A good plate of sushi comes into being thanks to many different people, like the chef who prepared it, the servers who brought it, and whoever paid you the money to allow you to cover the bill at the end of the meal. And some businesses have even decided to express their gratitude to the fish that become sushi by erecting graves for them at a shrine in Tokyo.
Casey Baseel of Rocket News 24 discovered the sushi grave on a recent trip to Tokyo’s famous Tsukiji Fish Market. At the nearby Namiyoke Inari Shrine, Baseel discovered a large stone monument inscribed with the words, “sushitzuka,“ or “sushi grave,” in honor of the 700,000 metric tons of seafood that travel through the Tsukiji market every year.
But as Baseel points out, not all fish becomes sushi. Some fish become grilled fillets, or wind up in a lovely bouillabaisse. Those fish are also covered by another monument of black polished stone that reads, “grave of fish.”
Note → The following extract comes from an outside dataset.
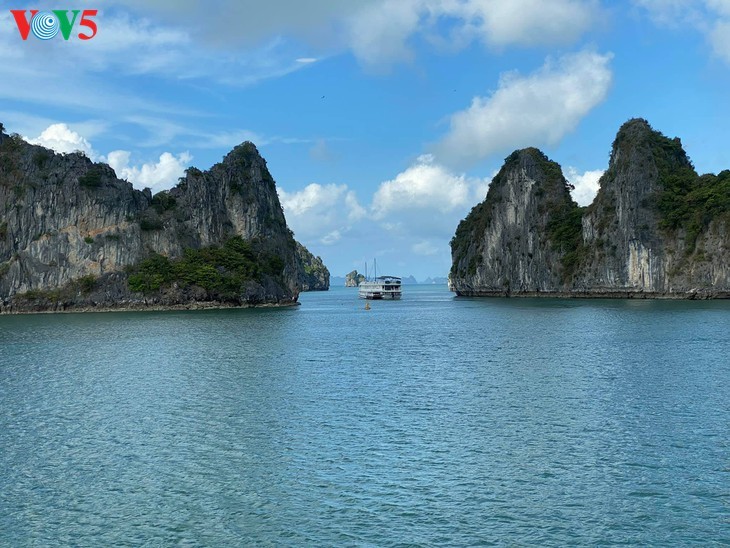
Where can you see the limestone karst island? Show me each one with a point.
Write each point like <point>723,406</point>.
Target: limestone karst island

The monuments are reportedly paid for by merchants, wholesalers, and other people that depend on the seafood trade for their business. In addition to the monument to fish and the grave of sushi, there is also a large grave honoring shrimp, and a smaller one next to it specifically memorializing those shrimp who become shrimp tempura. It's basically possible to pay one's respects to the entire menu at the shrine, because while eggs don't come from the sea or even have faces, there is a large, egg-shaped grave stone for the eggs that are fried into omelettes for egg sushi, just to cover all the bases.